The number of defined benefit transfers fell to a record low in September after the introduction of the contingent charging ban saw advisers leave the market.

Data from XPS Pensions found transfer activity in September was at an annual equivalent of 0.54 per cent of eligible members, down from 0.67 per cent in August.

This represents 54 in every 10,000 eligible members transferring each year.

This is a record low, with DB transfer activity falling below the level seen in April, in the immediate aftermath of the Covid-19 crisis and in the midst of nationwide lockdown restrictions.

Mark Barlow, partner at XPS Pensions said this could be the result of the contingent charging ban, which came into effect at the beginning of this month.

Contingent charging means a client only pays for the advice if they go ahead with a transfer.

The FCA said introducing the ban will remove the conflicts of interest which arise when an adviser only gets paid if a transfer goes ahead.

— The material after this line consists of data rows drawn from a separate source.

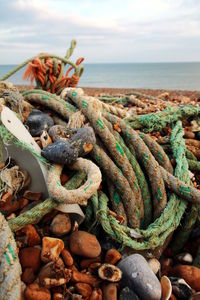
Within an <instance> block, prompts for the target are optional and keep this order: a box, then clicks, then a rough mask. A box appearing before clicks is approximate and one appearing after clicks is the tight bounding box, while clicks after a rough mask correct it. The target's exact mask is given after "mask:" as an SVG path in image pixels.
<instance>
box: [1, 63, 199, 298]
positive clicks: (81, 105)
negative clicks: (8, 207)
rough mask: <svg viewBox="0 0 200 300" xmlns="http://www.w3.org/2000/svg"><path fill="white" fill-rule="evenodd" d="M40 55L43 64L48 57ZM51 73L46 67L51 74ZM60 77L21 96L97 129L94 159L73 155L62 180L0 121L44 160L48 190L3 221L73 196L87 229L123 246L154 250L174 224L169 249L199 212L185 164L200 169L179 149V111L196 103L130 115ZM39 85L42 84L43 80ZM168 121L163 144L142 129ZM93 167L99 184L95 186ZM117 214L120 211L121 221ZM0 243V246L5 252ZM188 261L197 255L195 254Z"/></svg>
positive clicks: (193, 187) (15, 143) (184, 141)
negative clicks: (173, 235)
mask: <svg viewBox="0 0 200 300" xmlns="http://www.w3.org/2000/svg"><path fill="white" fill-rule="evenodd" d="M46 62H47V63H48V64H49V62H48V59H47V60H46ZM39 64H40V63H39V62H38V65H39ZM49 68H50V65H49ZM51 68H52V65H51ZM59 72H60V71H59ZM39 77H40V76H39ZM50 77H51V76H50ZM50 77H49V75H48V78H49V79H48V80H50V81H51V80H52V78H51V79H50ZM40 79H42V78H40ZM42 80H43V81H44V78H43V79H42ZM48 80H47V81H48ZM45 82H46V81H45ZM48 82H49V81H48ZM56 82H58V81H56ZM61 82H62V83H61ZM40 83H41V81H40ZM60 83H61V84H60V85H59V84H56V87H55V82H54V83H53V84H52V83H51V84H52V85H51V88H49V87H48V88H47V85H46V86H45V89H47V90H49V91H51V92H54V94H52V93H50V92H48V91H44V90H41V89H34V90H27V91H23V92H22V96H23V101H25V103H26V102H28V103H31V104H37V105H41V106H44V107H46V108H48V109H50V110H52V111H54V113H56V117H55V119H54V121H55V123H56V124H62V125H65V126H67V125H69V120H70V122H72V123H73V122H74V120H77V116H76V118H75V115H76V114H77V113H79V116H82V117H83V116H84V117H83V118H81V119H82V123H83V122H89V123H90V125H91V126H92V128H93V129H94V131H95V134H96V138H97V143H96V145H95V146H94V147H93V150H92V152H91V153H90V158H91V159H92V160H93V161H95V163H96V165H98V167H97V166H96V165H95V164H94V163H93V162H92V161H88V160H86V159H82V158H78V159H77V161H76V162H75V163H74V164H73V165H72V166H71V168H72V169H73V170H76V171H77V173H76V174H75V175H74V176H73V177H72V179H70V180H69V181H68V182H67V183H66V184H65V186H62V185H61V183H60V174H61V172H62V166H59V165H51V166H50V163H49V162H47V161H46V159H45V158H44V157H42V156H40V155H38V154H37V153H36V152H35V151H34V149H33V148H31V147H30V146H28V145H26V144H25V143H22V142H20V141H18V140H17V139H16V138H15V137H14V136H13V135H12V134H11V133H10V132H9V131H8V130H7V129H6V128H5V127H4V126H3V125H0V137H1V140H2V142H3V143H4V144H8V143H9V142H12V143H14V144H15V145H17V146H19V147H21V148H23V149H26V150H28V151H30V152H31V153H32V154H33V155H35V156H36V157H37V158H39V159H40V160H41V162H42V163H44V164H46V165H47V166H50V167H49V174H48V179H47V183H48V187H49V191H50V198H49V199H46V200H45V201H43V202H42V203H40V204H38V205H36V206H35V207H34V208H32V209H30V210H29V211H26V212H24V213H22V214H20V215H19V216H18V217H16V218H14V219H12V220H9V221H8V224H9V227H10V229H11V230H12V231H13V232H15V231H17V230H19V229H21V228H22V227H24V226H25V225H26V224H36V223H37V222H39V220H40V219H41V218H42V217H43V216H44V215H46V214H47V213H49V212H50V211H51V210H52V209H54V208H56V206H57V205H58V204H59V203H63V202H65V203H78V204H81V205H87V207H86V224H87V226H88V228H90V229H94V228H95V226H97V225H98V224H101V226H102V228H103V229H104V231H105V232H106V233H107V234H108V236H110V237H111V238H112V239H114V240H116V241H117V242H118V243H120V244H121V246H122V248H124V247H129V248H131V249H133V250H134V251H135V250H136V251H140V252H142V253H145V251H157V250H158V252H159V254H158V256H160V255H161V254H162V252H163V250H164V249H165V247H166V245H167V243H168V242H169V241H170V239H171V237H172V233H173V232H174V231H175V230H176V229H177V228H179V230H177V231H176V237H175V239H174V240H172V243H171V249H172V250H173V251H174V253H176V252H177V251H178V250H179V249H181V248H182V247H183V245H184V244H185V243H186V241H187V239H188V237H189V235H190V233H191V231H192V229H193V227H194V224H195V223H196V221H197V219H198V217H199V208H200V205H199V203H200V191H199V190H198V189H196V188H195V187H194V186H193V185H192V183H191V180H190V176H189V169H191V170H193V171H194V170H197V171H199V170H200V163H199V162H198V161H197V160H196V158H195V157H194V155H193V154H192V153H191V152H190V151H188V150H187V149H186V145H185V140H184V138H183V136H184V129H183V126H182V121H183V120H185V119H190V120H198V118H199V117H200V109H199V107H198V106H197V107H196V106H191V105H186V106H184V107H171V108H167V109H165V110H164V111H162V112H158V113H152V114H147V115H141V116H138V115H132V116H130V114H129V113H128V112H127V111H126V110H124V109H121V108H119V107H117V106H112V105H111V104H110V103H111V102H109V101H107V100H108V98H105V97H101V98H100V99H97V98H94V97H88V96H87V95H84V93H83V91H82V90H81V89H74V88H66V89H63V87H64V86H65V84H66V81H65V80H63V81H62V80H61V81H60ZM63 83H64V84H63ZM38 85H39V87H40V88H44V85H41V84H39V83H37V87H38ZM55 93H57V94H60V93H61V95H60V96H59V95H55ZM128 97H129V98H128V99H129V100H131V101H132V103H133V102H134V104H136V105H138V106H139V107H141V108H142V107H143V108H144V105H143V104H142V102H141V101H135V100H134V98H130V96H128ZM122 98H123V97H120V99H122ZM125 98H126V97H125ZM116 99H117V98H116ZM116 99H115V100H116ZM100 100H102V101H100ZM112 101H113V99H112ZM120 101H121V100H120ZM108 102H109V103H108ZM73 118H74V119H73ZM75 122H76V121H75ZM72 123H70V124H72ZM73 124H74V123H73ZM167 126H171V127H172V131H171V136H170V138H169V140H168V144H167V145H163V147H162V145H160V144H159V143H157V142H156V141H155V140H153V139H152V138H151V137H150V136H149V135H148V134H147V133H149V132H152V131H162V130H163V129H164V128H165V127H167ZM164 146H165V147H164ZM166 149H167V150H169V151H171V154H172V156H173V159H175V162H176V164H175V168H174V169H173V167H172V164H171V161H170V159H169V156H168V155H167V154H166V152H165V151H164V150H166ZM100 170H101V172H102V174H103V180H104V181H103V185H104V187H105V188H104V189H102V190H100V191H99V190H98V188H99V185H100V182H101V172H100ZM89 199H90V200H89ZM88 200H89V201H88ZM189 202H191V204H189ZM110 209H112V210H113V211H114V212H115V214H116V215H115V214H113V213H111V211H110ZM186 209H187V214H186ZM116 216H117V217H119V216H120V217H122V220H121V223H119V221H118V219H117V217H116ZM2 235H3V236H4V233H2ZM7 245H8V244H6V245H4V246H2V248H1V247H0V249H4V252H5V251H6V247H7ZM195 263H196V264H198V263H199V259H198V258H197V259H196V260H195ZM0 274H1V272H0ZM19 274H20V272H19ZM13 294H14V292H13ZM10 299H12V298H10Z"/></svg>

Only consumers with certain identifiable circumstances, such as those suffering from serious ill-health or experiencing serious financial hardship, will be exempt.

Mr Barlow said: “It appears that the record low in transfer activity may be due to the difficulties members face in finding a suitable adviser following the withdrawal of many firms from the market.

“Many advisers withdrew from the market in part due to the ban introduced on contingent charging.”

Meanwhile XPS Pensions found that despite transfers falling, the number of scam warnings has hit a new high.

Two thirds (62 per cent) of transfers in September showed at least one warning sign of a potential scam, up from just over half (51 per cent) in August.